For most of this year it's unequivocally pointing to deflation and inflation expectations have dropped in the last two years. Part of the problem is the "stop/start" approach to monetary policy. This has meant one policy after another which sets a target amount of open market activity but pretty much fails to state what the goals are, so plenty on the means, but not much on the end.
Regarding the European Central Bank (ECB), Mario Draghi talked a good game and told everyone they must redress their imbalances, but he left policy unchanged. The ECB is constitutionally much weaker than it looks. The eurozone appears to be on the cusp of a technical recession, which would argue for rate cuts, bank recapitalizations, and stabilized bond yields. But the ECB does not control these and so only target inflation, which at 2.4% is above the stated goal.

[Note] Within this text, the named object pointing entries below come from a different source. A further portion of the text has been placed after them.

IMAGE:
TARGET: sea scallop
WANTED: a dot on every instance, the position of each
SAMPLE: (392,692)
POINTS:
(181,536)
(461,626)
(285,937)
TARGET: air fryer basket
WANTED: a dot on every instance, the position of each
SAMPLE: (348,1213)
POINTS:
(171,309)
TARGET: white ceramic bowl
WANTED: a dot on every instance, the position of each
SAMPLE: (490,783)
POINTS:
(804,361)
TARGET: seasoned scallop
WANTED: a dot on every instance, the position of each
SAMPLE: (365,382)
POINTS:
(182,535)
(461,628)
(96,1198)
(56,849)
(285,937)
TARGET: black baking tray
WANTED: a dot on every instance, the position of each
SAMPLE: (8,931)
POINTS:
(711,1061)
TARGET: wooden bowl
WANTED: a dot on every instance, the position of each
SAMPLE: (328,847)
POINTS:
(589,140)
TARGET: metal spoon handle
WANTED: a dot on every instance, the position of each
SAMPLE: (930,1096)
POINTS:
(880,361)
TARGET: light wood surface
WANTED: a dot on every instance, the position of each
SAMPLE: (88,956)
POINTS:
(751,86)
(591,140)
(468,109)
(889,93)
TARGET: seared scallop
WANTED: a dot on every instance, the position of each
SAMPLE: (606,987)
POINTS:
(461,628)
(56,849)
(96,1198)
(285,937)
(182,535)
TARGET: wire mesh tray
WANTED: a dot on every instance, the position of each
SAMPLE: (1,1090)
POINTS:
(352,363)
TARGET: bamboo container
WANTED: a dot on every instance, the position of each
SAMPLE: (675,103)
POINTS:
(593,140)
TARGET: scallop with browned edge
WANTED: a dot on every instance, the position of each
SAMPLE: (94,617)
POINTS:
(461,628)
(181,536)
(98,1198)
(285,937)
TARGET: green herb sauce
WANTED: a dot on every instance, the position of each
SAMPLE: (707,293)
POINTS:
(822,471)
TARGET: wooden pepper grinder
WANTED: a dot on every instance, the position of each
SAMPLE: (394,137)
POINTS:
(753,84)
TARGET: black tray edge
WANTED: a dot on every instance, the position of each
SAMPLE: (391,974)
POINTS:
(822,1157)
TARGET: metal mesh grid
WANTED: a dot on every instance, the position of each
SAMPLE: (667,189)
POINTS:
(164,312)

Flow of Funds: The Federal Reserves' quarterly flow of funds is a very good read because it gives all sorts of information on what U.S. households are up to. Two things caught my attention. One, last quarter many analysts pointed to the fact that the government had bought 65% of all treasury securities in 2011 and, beware, when they stop buying, rates would climb. Well it did stop, it dropped to 16% of buyers, but rates didn't climb. That's because households stepped in to buy 20% of issuance as part of their effort to put their balance sheet on a firmer footing.
Second, the composition of household balance sheets continues to change. Net worth increased $2.4 trillion, mainly because risky assets, like mutual funds, equities and pension funds, accounted for 77% of assets and all increased in Q1, 2012. Meanwhile, over on the liabilities side, mortgage debt fell over $1 trillion from its peak and stand at 25% of net worth compared to 27% two years ago. This is possibly why the Fed believes the wealth effect of a rising market is more important than housing. Certainly, households are at least in a better place to support spending should higher levels of confidence return.
China cut rates. It won't have much effect on demand because the fiscal side is what drives the economy. The domestic economy is what counts. Net exports have contributed around 0.2% to a 9% GDP/growth rate. Chinese GDP will probably slip below 8% this year.In summary, the U.S. stock market passed a big test this past week, holding at important support after several central banks cut interest rates in order to boost economic growth. The stock market still faces other tests, including the Greek elections and the next Federal Reserve policy meeting. If the outcomes are positive, the U.S. stock market could be poised for a summer rally.